Torino, la città della FIAT. Torino, l’ex capitale d’Italia. Torino, la città della cultura: dal Museo del cinema aperto anche di notte all’annuale Salone Internazionale del Libro, dal Museo egizio secondo al mondo solo a quello del Cairo, al rinomatissimo Circolo settimanale dei lettori. Torino: così statuariamente bella e ricca… da ritrovarsi, in fin dei conti, sempre un po’ uguale a se stessa. Ma sarà poi vero? In questi casi c’è il rischio che l’abitudine e lo stereotipo prendano il sopravvento e cristallizzino un’immagine della quale poi si fa fatica a liberarsi. Non è forse vero, ad esempio, che la silenziosa città sia già da un po’ “vittima” della movida di San Salvario, dove a settimane alterne la polizia è costretta a intervenire a causa delle lamentele per gli schiamazzi e i disordini? Insomma: non è forse vero che la città stia cambiando volto, ultimamente, e che - pur onoratamente vecchia - stia d’un tratto… ringiovanendo?

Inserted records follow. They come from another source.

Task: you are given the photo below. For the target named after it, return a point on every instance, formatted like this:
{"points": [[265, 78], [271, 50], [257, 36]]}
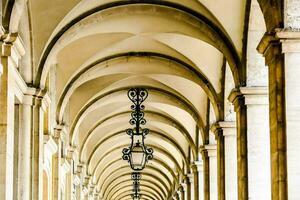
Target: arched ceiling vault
{"points": [[97, 50], [207, 26]]}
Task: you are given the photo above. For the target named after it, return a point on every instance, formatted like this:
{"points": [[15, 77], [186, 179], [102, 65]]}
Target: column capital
{"points": [[190, 177], [255, 95], [197, 166], [236, 98], [287, 40], [183, 187], [217, 130], [211, 150]]}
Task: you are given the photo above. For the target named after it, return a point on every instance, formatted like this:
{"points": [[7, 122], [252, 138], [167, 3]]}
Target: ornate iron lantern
{"points": [[137, 154], [136, 177]]}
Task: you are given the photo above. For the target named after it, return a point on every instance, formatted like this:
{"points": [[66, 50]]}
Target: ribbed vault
{"points": [[98, 50]]}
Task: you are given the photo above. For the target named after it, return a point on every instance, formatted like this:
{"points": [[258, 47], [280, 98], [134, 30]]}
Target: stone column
{"points": [[206, 173], [178, 194], [25, 147], [229, 133], [256, 100], [57, 164], [182, 190], [197, 168], [281, 51], [191, 186], [240, 108], [213, 176], [6, 120], [218, 131], [40, 102]]}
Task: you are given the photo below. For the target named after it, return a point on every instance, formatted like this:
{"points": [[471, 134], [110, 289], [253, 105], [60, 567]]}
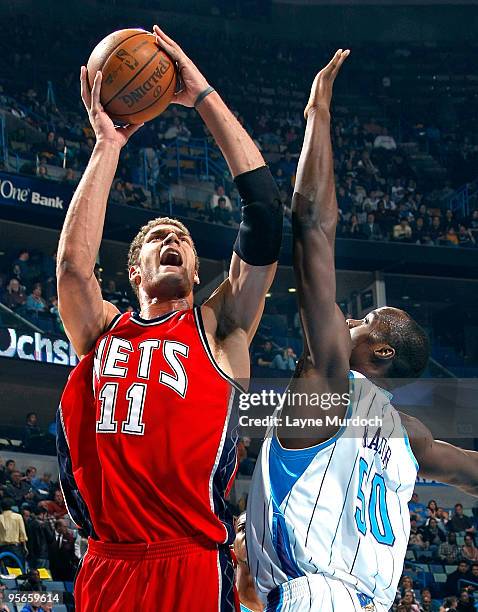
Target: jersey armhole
{"points": [[202, 335]]}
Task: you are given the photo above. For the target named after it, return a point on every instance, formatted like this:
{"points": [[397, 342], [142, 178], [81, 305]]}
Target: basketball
{"points": [[139, 78]]}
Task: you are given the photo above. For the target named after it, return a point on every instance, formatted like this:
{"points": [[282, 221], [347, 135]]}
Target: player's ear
{"points": [[135, 275], [383, 352]]}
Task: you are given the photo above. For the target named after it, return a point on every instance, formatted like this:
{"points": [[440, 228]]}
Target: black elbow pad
{"points": [[260, 232]]}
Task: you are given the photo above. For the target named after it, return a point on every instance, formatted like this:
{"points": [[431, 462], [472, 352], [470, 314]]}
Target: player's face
{"points": [[240, 541], [167, 263]]}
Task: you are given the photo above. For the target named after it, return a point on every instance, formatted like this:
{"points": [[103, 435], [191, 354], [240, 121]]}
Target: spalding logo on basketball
{"points": [[139, 78]]}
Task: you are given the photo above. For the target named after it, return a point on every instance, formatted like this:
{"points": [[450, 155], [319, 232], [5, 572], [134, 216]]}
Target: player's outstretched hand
{"points": [[321, 91], [192, 80], [103, 126]]}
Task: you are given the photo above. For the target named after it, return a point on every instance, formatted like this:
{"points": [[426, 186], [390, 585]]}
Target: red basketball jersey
{"points": [[147, 433]]}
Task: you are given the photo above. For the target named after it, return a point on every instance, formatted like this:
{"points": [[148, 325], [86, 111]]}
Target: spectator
{"points": [[469, 550], [32, 582], [22, 268], [221, 214], [220, 193], [449, 552], [450, 604], [465, 603], [31, 431], [426, 603], [62, 552], [433, 536], [409, 601], [420, 234], [134, 195], [18, 489], [385, 141], [55, 507], [40, 536], [459, 521], [371, 230], [35, 302], [415, 541], [436, 230], [402, 232], [267, 355], [352, 230], [461, 573], [13, 537], [465, 237], [285, 360], [14, 295], [416, 507], [10, 467]]}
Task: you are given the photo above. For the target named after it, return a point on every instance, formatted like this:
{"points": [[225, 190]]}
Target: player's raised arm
{"points": [[314, 220], [240, 299], [442, 461], [82, 310]]}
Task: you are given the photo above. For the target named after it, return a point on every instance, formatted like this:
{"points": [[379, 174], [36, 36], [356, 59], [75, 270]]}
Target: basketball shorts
{"points": [[173, 576], [319, 593]]}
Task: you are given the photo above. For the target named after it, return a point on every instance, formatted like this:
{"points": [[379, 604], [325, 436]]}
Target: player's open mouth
{"points": [[171, 257]]}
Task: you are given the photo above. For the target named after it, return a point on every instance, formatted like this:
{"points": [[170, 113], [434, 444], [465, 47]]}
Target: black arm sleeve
{"points": [[260, 233]]}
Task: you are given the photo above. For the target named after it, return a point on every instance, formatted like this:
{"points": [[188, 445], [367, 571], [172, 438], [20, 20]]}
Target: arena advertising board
{"points": [[32, 192], [36, 346]]}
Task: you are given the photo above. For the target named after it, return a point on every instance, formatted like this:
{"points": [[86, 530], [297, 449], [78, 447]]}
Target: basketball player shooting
{"points": [[147, 422], [328, 521]]}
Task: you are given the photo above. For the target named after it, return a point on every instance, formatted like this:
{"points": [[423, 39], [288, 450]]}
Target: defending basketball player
{"points": [[147, 421], [328, 521]]}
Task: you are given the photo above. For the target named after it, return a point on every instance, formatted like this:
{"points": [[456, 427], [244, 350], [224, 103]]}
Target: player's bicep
{"points": [[244, 298], [84, 313]]}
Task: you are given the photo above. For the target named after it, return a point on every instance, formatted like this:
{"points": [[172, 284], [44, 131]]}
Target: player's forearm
{"points": [[82, 230], [314, 202], [236, 145]]}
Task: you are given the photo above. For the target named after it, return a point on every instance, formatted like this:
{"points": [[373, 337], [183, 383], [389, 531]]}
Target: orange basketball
{"points": [[139, 78]]}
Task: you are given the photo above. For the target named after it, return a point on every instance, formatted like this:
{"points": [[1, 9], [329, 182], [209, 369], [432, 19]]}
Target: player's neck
{"points": [[246, 590], [155, 307]]}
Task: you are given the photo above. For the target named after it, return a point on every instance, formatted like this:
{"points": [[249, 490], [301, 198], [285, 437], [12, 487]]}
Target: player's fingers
{"points": [[165, 37], [343, 56], [327, 71], [131, 129], [172, 51], [85, 91], [95, 92], [168, 43]]}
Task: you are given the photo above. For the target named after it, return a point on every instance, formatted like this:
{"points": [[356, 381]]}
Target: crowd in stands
{"points": [[381, 196], [36, 529], [441, 567]]}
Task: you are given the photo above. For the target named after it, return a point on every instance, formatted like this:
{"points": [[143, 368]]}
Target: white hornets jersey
{"points": [[335, 513]]}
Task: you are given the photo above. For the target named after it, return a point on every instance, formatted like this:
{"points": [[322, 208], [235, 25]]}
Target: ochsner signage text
{"points": [[36, 347]]}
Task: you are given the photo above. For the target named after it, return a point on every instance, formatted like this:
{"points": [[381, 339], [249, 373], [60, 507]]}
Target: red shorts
{"points": [[183, 575]]}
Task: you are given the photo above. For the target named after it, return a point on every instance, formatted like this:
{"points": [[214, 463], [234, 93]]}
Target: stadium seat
{"points": [[54, 585]]}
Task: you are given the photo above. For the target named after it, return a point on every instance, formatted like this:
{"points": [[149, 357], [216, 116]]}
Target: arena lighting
{"points": [[37, 347]]}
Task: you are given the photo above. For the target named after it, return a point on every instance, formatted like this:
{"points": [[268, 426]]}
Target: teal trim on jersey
{"points": [[409, 448]]}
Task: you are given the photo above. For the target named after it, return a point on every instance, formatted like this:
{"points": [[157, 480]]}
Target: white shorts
{"points": [[319, 593]]}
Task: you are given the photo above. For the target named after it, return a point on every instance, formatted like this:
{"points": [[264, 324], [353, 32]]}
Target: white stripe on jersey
{"points": [[338, 508]]}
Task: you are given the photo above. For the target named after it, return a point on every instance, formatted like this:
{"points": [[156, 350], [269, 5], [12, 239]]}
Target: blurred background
{"points": [[405, 137]]}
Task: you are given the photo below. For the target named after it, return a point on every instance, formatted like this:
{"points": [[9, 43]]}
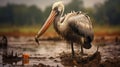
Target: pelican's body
{"points": [[75, 27]]}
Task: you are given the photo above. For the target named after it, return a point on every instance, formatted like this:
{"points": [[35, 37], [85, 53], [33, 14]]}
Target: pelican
{"points": [[74, 27]]}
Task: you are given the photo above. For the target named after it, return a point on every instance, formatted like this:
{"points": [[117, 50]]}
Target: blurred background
{"points": [[25, 17]]}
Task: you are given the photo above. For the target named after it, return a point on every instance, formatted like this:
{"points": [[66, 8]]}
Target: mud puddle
{"points": [[53, 54]]}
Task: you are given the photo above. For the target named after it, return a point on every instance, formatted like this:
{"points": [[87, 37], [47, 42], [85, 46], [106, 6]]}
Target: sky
{"points": [[44, 3]]}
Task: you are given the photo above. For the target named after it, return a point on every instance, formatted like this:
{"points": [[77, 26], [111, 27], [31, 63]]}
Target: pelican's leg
{"points": [[81, 50], [72, 50], [82, 40]]}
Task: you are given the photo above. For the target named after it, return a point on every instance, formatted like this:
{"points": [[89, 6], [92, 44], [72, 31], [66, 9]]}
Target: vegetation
{"points": [[29, 18]]}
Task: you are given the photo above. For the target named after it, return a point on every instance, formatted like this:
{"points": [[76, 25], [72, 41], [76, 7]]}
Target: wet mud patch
{"points": [[81, 61]]}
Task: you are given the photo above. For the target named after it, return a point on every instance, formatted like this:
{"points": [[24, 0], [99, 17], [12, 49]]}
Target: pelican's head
{"points": [[57, 10], [58, 7]]}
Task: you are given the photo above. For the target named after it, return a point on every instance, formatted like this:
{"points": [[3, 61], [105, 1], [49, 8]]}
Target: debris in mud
{"points": [[79, 61]]}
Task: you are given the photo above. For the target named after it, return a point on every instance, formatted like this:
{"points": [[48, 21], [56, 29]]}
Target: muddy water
{"points": [[48, 52]]}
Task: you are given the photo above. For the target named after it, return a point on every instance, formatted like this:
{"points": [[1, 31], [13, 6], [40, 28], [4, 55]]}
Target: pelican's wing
{"points": [[80, 24]]}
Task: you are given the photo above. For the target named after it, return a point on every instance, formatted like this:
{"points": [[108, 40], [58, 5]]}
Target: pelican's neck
{"points": [[58, 23]]}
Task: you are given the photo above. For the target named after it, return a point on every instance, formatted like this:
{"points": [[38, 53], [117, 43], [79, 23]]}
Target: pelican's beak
{"points": [[47, 23]]}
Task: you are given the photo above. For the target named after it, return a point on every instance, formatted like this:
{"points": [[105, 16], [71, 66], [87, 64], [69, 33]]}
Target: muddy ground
{"points": [[58, 53]]}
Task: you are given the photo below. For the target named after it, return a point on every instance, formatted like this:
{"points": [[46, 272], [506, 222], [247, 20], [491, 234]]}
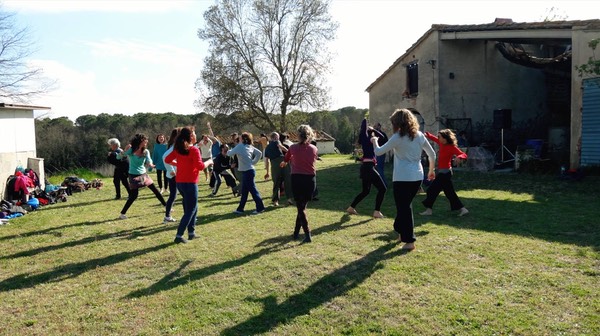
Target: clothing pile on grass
{"points": [[25, 194]]}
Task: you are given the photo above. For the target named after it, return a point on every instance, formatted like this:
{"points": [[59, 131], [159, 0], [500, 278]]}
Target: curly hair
{"points": [[449, 136], [173, 137], [137, 141], [306, 133], [184, 140], [247, 138], [405, 123]]}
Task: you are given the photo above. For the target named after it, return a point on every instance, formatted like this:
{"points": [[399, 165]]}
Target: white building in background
{"points": [[17, 141]]}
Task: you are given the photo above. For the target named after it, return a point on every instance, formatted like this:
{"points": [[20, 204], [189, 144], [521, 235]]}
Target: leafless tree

Nessun ritrattista è migliore di quello che non è imparziale e sa di non esserlo; ma ama il proprio oggetto - che, come nessun altro, conosce da vicinissimo e di prima mano - di un amore così viscerale da potersi permettere, pur nella più grande precisione, la massima libertà. Così questo di Giuseppe Culicchia - scrittore che non ha bisogno di presentazioni - è un “ritratto”: né una guida né un saggio, ma un vero e proprio racconto che, pennellata dopo pennellata ci conduce in una città bellissima che si regge sul fragile e ambiguo equilibrio tra la solidità dell’edilizia (e dell’industria) e la placida scorrevolezza del Po che l’attraversa e la pacifica, metafora di uno status tutt’altro che stabile o addirittura statico come potrebbe forse sembrare. Un invito - scritto benissimo, manco a dirlo - ad andare a Torino. O a tornarci. Per tanti motivi. E magari, passeggiando sul lungofiume in una fresca sera di fine primavera, ad innamorarsene perdutamente.
G. Culicchia, Torino è casa nostra, ed. Laterza, 2015.